Then a synchronous suspend task would possibly guarantee that the task starts, then suspends, unless you manage to have a “counting suspend task”, which just somehow doesn’t seem quite right. I’d likely use the synchronous task suspend. It would be necessary to have a superuser task.
For many processors, there are controls for what counter/timers get disabled by a breakpoint, thus you can often keep the PWM running (but the control loop stops, so you still can have issues),
But the OS doesn’t know how to do this. Note, the OS currently has a processor-specific port layer to handle the processor-specific parts for task switching. The key fact is, how to set a “breakpoint” is inherently processor specific.
Synchronous suspension can be done by a task suspending itself (task handle = NULL). In addition in can set a flag or whatever before to tell that it’s going to be suspended. Another task can check the flag or something else (e.g. wait for a semaphore) and then poll-wait using eTaskGetState of the task going to suspend itself until it really is suspended, do whatever it has to do and suspend the task later on.
Which, to me, is a “your choice” kind of thing. IIRC, the STM32 processors I use do that. I’d still have thrown some hardware at that to prevent dumpster fires.
I do not need a breakpoint for this. This does not need to be processor specific unless you want to integrate suspending and resuming a specific task from the IDE.
In terms of my original design, pause the system queue reading task. Set a breakpoint when the last data packet is received. Enable the queue reading task and use breakpoints on it as needed. Idea is to allow the system queue to have a complete set of packets.
I was thinking of a very high priority superuser task which provides a console input to the system. It could suspend one task, use the breakpoint to inform (or a tag to the superuser task) to enable the task. It could also do stuff depending on how the task interacts with the console. Its not as elegant as simply being able to pause a task, but offers more within the framework of FreeRTOS.
How do you intend to “watch” that packet assembly happen without breakpoints and stepping?
If you just want the task to hold off until a complete set of packets is received, just add a semaphore or task notification before going to the queue reads, and have the queueing task send the notification when all is ready. No need for a special “Debugger” to handle things.

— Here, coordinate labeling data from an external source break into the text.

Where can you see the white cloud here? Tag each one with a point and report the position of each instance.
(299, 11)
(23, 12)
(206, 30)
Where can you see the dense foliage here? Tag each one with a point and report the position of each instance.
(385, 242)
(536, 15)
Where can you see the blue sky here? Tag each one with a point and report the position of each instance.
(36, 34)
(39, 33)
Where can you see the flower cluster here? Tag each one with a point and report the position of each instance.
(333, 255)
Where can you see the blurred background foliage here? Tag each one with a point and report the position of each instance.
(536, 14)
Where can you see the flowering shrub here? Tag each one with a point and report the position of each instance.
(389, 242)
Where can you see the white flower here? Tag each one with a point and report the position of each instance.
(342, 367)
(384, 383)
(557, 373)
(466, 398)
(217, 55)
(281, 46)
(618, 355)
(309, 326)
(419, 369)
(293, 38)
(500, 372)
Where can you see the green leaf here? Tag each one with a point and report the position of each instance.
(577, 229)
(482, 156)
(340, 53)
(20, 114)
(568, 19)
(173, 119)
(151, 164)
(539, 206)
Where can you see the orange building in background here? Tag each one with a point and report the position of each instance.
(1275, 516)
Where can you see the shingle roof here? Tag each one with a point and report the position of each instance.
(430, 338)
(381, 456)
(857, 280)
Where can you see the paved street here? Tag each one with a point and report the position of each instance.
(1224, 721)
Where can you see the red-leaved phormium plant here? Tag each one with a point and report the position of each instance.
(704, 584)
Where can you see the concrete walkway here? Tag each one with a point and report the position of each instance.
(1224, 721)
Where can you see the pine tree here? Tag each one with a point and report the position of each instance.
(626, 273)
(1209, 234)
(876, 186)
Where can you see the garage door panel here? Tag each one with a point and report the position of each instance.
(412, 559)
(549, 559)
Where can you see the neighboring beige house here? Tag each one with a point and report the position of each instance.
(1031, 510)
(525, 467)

oh, I never did. I wanted it to be graceful.
Turn off one task, and then one breakpoint will do it. Turn on the task, and then the breakpoints there will do it.
Of course, that was one of the workarounds. I wanted something that would work without having to add extra semaphores for debugging. I thought that being able to pause a specific task would be conceptually more elegant.
If I decide to do it a different way (other than working around what I can’t do), I will likely create a superuser task on both nodes, and have them talk to a program running on another machine. Visually lot nicer, easier to deal with, and more elegant. I do not expect an operating system to have this ability, though. The concept might be a useful add-on for people trying to debug two simultaneous instances of a program running so to debug both ends of a communication link. However, it would require a board to board communication to a superuser task, which may require a program running on another computer. I wouldn’t expect something like FreeRTOS (or any other OS) to provide this. Might be nice, though, and could be done at the OS level (no breakpoints needed except for convenience). If you’re interested, we could talk about this. I may do this, it seems attractive and could solve a number of packet/packet communications problems. There isn’t an add-on for FreeRTOS that deals with this, is there?